Sima, it’s 2018. There is no such place as Gruzia, it is Georgia. So, guys, this is actually the first question I ask Tango – the owner and master of the most attended Khachapuri place in Jerusalem.

Each time I visit the Machane Yehuda Market (or as we call it here, “the Shuk”), I have a hard time deciding what to eat. There are so many favourite places, with authentic food, that I become confused and anxious. But if I want to take no risk of being disappointed, I choose the Chachupria- Tango’s place.

Tango

When I meet Tango, I am surprised by the way he treats his staff. So different from what we used to see in many restaurants. You can immediately feel the family vibes and realize that Tango puts interpersonal relationships first.

So, I am afraid to be impolite – but I am too curious (and we are in Israel after all), “Are you Gruzinian or Georgian? what is the right terminology?” I ask.

Tango, probably used to discuss this topic replies with no hesitation- “Gruzinian of course. I came from Gruzia and became a Gruzinian Israeli. Served my duty in the military and am loyal to my country”. You can tell from the way he speaks that he doesn’t like the recent political changes, being devoted to the traditional way of seeing things.

The Chachupuria

While eating Khachapuri, which is essentially a Gruzinian (or Georgian if you would like) pastry, stuffed with the original great cheese, and other goodies like spinach and egg, I ask Tango how and when he started his culinary journey. I was prepared to hear the classic story of “I’ve watched my grandmother and mother at the kitchen, just fell in love with cooking and cooked since age 16 for the rest of my life.” But – here it comes- not at all.

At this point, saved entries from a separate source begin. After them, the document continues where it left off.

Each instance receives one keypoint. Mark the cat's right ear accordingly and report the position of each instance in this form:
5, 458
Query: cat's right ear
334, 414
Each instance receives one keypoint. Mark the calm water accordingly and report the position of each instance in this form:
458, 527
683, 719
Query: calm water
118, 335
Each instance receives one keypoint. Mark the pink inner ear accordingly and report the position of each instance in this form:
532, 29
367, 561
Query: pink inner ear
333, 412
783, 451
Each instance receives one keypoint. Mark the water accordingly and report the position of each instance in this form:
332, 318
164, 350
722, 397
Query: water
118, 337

In fact, Tango arrived in the kitchen because he saw no other choices. Hmmm… I’m a little disappointed. How are my readers going to respond? But, I realized, perhaps this story is about much more than food and traditions. This story is about striving for success, no matter what, even when nobody believes in you. When even your mother is scared of what seems to her as unstable and taking high risks. This is a story about modesty because Tango didn’t try to conquer the world in one shot. He just opened a really small place, with a very limited menu, and had the patience to bring it to perfection. Growing from zero customers to an endless line each Friday.

Happiness

“All you need is to be very concentrated on the concept, and not be all over the place. Do just one thing that you do really well. And one person to believe in you.” he tells. There are many lessons I could take from Tango. For example his simplicity, hospitality, openness. But above all, the lesson I’ve learned from him is to be happy with what you have. “I close the place early as opposed to the other places around (recently, the market became a busy night scene, with many restaurant, bars, and live music) because I am happy with what I have, and I want to keep my life in balance”.

Speaking of happiness- I ask Tango about the best moment he can remember from the place, expecting a story about a great chef or some politician that visited. But here, tango surprised me again: “When my grandmother called to order some Khachapuri from the restaurant. Each time was a peek moment for me”. Besides Khachapuri, Tango likes many more dishes, that one day he might add to the menu.  As we speak, Tango spoils me with all kinds of Khachapuri, homemade, and fresh out of the oven. I mean it- the food here is so fresh that you would have to wait 15-20 minutes to get your order, which is being prepared and baked in the oven right in front of you! Then you get your plate when the cheese is melted, and the egg is shining, you give it a bite, even though it’s so hot- and here, you are the happiest person in the world! This, I call perfection.